Signs of weakening trade, especially for export dependent economies in Asia, have deepened worries over slowing growth in China and its implications for the global economy.

Tokyo’s Nikkei 225 index lost 1.6% to 27,777.90 and the Hang Seng in Hong Kong fell 0.3% to 18,675.35. The Kospi in Seoul shed 1.8% to 2,434.33.

The Shanghai Composite index gave up 0.3% to 3,156.14 and Australia’s S&P/ASX 200 slipped 0.7% to 7,301.50.

Bangkok’s SET index lost 0.5% and the Sensex in Mumbai was down 0.7%.

Germany’s DAX rose 0.5% at midday, while the CAC 40 in Paris was flat and Britain’s FTSE 100 gave up 0.2%.

Oil prices inched back up as the European Union was edging closer to a $60-per-barrel price cap on Russian oil in a maneuver designed to keep Russian oil flowing into global markets while clamping down on President Vladimir Putin’s ability to fund his war in Ukraine.

U.S. benchmark crude oil climbed 56 cents to $81.78 per barrel in electronic trading on the New York Mercantile Exchange. It gained 67 cents to $81.22 per barrel on Thursday.

Brent crude oil, the standard for pricing oil for international trading, rose 44 cents to $87.32 a barrel.

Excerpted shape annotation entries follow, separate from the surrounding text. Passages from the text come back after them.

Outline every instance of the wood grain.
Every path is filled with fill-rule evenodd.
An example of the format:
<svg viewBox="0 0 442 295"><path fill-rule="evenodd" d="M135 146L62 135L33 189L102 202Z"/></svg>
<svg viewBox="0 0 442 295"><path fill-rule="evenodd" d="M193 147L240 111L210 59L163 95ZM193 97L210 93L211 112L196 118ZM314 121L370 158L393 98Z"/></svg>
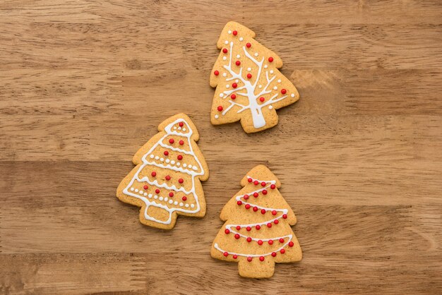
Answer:
<svg viewBox="0 0 442 295"><path fill-rule="evenodd" d="M256 134L210 124L231 20L301 95ZM0 293L441 294L441 68L434 0L2 1ZM115 190L178 112L198 128L208 210L166 231ZM251 280L209 251L258 164L282 183L304 259Z"/></svg>

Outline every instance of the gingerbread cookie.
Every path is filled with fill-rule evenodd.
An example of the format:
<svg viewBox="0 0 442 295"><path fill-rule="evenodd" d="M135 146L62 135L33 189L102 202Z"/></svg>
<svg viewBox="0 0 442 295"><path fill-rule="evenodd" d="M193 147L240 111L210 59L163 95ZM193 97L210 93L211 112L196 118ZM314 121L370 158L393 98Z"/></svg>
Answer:
<svg viewBox="0 0 442 295"><path fill-rule="evenodd" d="M210 255L238 263L241 277L270 277L275 263L302 258L290 227L297 219L277 190L280 181L265 166L252 169L241 185L244 188L221 211L220 217L226 222L215 238Z"/></svg>
<svg viewBox="0 0 442 295"><path fill-rule="evenodd" d="M200 181L207 180L209 170L196 145L198 131L187 116L169 118L158 131L133 156L136 167L121 181L117 196L141 207L141 223L170 229L177 215L205 215Z"/></svg>
<svg viewBox="0 0 442 295"><path fill-rule="evenodd" d="M247 133L277 124L276 109L299 99L294 85L277 69L282 61L253 38L242 25L229 22L217 46L221 52L210 74L216 87L210 121L214 125L241 121Z"/></svg>

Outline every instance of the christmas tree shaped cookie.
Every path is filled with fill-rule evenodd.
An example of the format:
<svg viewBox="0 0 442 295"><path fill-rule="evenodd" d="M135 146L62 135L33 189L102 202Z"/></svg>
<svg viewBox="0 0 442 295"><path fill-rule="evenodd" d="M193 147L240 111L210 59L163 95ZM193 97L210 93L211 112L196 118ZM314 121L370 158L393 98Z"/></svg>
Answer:
<svg viewBox="0 0 442 295"><path fill-rule="evenodd" d="M187 116L169 118L158 131L133 156L136 167L121 181L117 196L141 207L143 224L170 229L177 215L205 214L200 181L207 180L209 170L196 145L198 131Z"/></svg>
<svg viewBox="0 0 442 295"><path fill-rule="evenodd" d="M210 254L238 263L242 277L270 277L275 263L302 258L290 227L296 224L296 217L277 190L280 181L265 166L252 169L241 185L244 188L221 211L220 218L226 222L213 241Z"/></svg>
<svg viewBox="0 0 442 295"><path fill-rule="evenodd" d="M217 43L221 52L210 74L216 87L210 121L214 125L240 120L247 133L277 124L276 109L298 100L299 95L277 69L282 61L255 40L255 33L229 22Z"/></svg>

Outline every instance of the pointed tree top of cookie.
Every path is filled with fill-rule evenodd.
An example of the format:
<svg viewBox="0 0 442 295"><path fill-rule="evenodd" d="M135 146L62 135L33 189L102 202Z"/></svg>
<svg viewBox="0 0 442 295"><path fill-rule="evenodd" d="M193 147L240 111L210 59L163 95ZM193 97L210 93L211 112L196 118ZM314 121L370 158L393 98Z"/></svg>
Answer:
<svg viewBox="0 0 442 295"><path fill-rule="evenodd" d="M191 138L198 141L200 138L193 122L185 114L178 114L163 121L158 126L159 131Z"/></svg>
<svg viewBox="0 0 442 295"><path fill-rule="evenodd" d="M246 186L249 184L250 182L249 179L252 179L253 181L258 180L265 182L274 182L275 185L278 188L281 186L280 180L264 165L258 165L252 168L241 179L241 185Z"/></svg>

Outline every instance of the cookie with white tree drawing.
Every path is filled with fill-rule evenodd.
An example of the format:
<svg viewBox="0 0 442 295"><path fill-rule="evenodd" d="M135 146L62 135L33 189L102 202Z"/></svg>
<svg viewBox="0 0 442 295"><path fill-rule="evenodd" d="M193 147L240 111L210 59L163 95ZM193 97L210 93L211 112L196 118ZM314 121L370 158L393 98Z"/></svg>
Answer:
<svg viewBox="0 0 442 295"><path fill-rule="evenodd" d="M277 124L276 110L299 99L292 82L279 71L282 60L261 44L255 33L229 22L217 43L220 53L210 74L215 88L210 121L214 125L241 121L247 133Z"/></svg>
<svg viewBox="0 0 442 295"><path fill-rule="evenodd" d="M178 215L205 215L201 181L209 170L196 145L196 127L186 115L167 119L158 131L133 156L136 167L121 181L117 196L141 207L141 223L170 229Z"/></svg>
<svg viewBox="0 0 442 295"><path fill-rule="evenodd" d="M275 263L302 258L292 226L294 213L278 191L280 181L264 165L258 165L241 181L244 187L224 206L225 223L213 241L214 258L238 263L246 277L270 277Z"/></svg>

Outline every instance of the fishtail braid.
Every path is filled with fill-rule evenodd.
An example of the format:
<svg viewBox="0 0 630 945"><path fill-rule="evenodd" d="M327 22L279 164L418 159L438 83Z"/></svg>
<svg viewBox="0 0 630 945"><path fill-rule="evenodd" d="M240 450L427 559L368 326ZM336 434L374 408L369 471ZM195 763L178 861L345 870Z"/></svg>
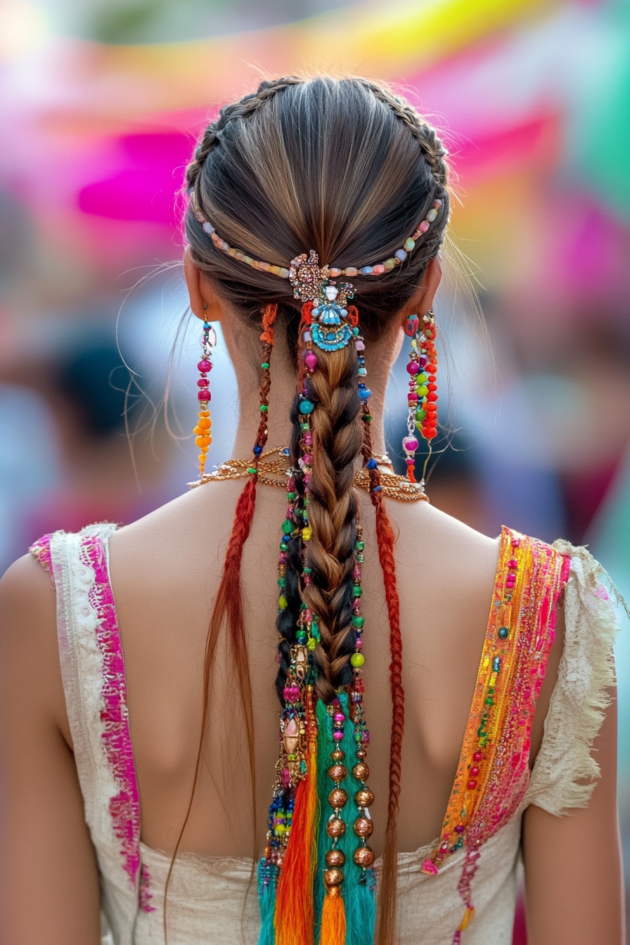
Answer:
<svg viewBox="0 0 630 945"><path fill-rule="evenodd" d="M301 593L317 616L320 641L314 654L319 670L315 688L327 703L341 686L352 681L349 658L355 640L352 586L358 513L353 465L363 438L356 376L356 350L349 344L336 352L318 351L317 368L308 386L315 407L308 506L311 538L305 545L304 565L311 574Z"/></svg>

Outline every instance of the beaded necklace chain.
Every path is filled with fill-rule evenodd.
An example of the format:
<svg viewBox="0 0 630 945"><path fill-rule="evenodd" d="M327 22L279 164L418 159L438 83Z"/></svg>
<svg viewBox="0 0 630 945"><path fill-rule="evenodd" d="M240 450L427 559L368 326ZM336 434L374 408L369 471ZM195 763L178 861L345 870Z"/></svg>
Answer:
<svg viewBox="0 0 630 945"><path fill-rule="evenodd" d="M276 455L278 455L277 459L266 459L267 456ZM264 486L287 489L287 478L291 475L291 467L287 461L288 455L289 451L286 447L277 447L262 453L258 463L257 481ZM379 466L391 466L391 461L387 456L373 455L373 457ZM196 489L209 482L245 479L254 474L255 470L249 460L227 459L212 472L206 472L200 479L196 479L187 485L189 489ZM380 477L383 494L388 499L398 499L400 502L417 502L418 500L429 502L429 496L424 491L421 483L410 483L406 476L397 475L394 472L383 472L383 471L380 472ZM354 485L366 492L369 491L369 472L366 468L355 471Z"/></svg>

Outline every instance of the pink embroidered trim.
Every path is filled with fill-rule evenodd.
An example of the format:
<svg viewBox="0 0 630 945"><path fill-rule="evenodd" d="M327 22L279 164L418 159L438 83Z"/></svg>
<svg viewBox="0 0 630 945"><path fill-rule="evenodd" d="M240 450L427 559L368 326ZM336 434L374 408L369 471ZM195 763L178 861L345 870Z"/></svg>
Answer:
<svg viewBox="0 0 630 945"><path fill-rule="evenodd" d="M53 561L50 556L50 540L52 537L52 535L43 535L42 538L38 539L37 541L31 544L28 550L31 555L35 556L44 571L48 572L53 587L55 587Z"/></svg>
<svg viewBox="0 0 630 945"><path fill-rule="evenodd" d="M81 550L87 563L94 568L95 576L91 596L98 618L96 642L103 655L104 707L100 717L105 731L102 737L110 770L119 788L118 793L110 799L110 814L114 834L121 841L123 868L135 886L141 867L140 797L129 737L123 650L101 538L98 535L87 535L82 540ZM148 905L151 898L148 874L145 873L143 878L142 870L140 896L141 907L145 911L153 911L153 906Z"/></svg>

In currency dealings, the U.S. dollar slipped to 134.05 Japanese yen from 135.31 yen late Thursday. The euro rose to $1.0544 from $1.0522.

Markets slid on Thursday following a big rally Wednesday when Fed Chair Jerome Powell the central bank could begin moderating its pace of rate hikes at its next meeting in mid-December. The Fed, though, has been very clear about its intent to continue raising interest rates until it is sure that inflation is cooling.

A big concern for Wall Street has been whether the Fed can tame rates without sending the economy into a recession as it hits the brakes on growth. Businesses are seeing demand fall for a wide range of goods as inflation squeezes wallets. Analysts generally expect the U.S. to dip into a recession, even if it is mild and short, at some point in 2023.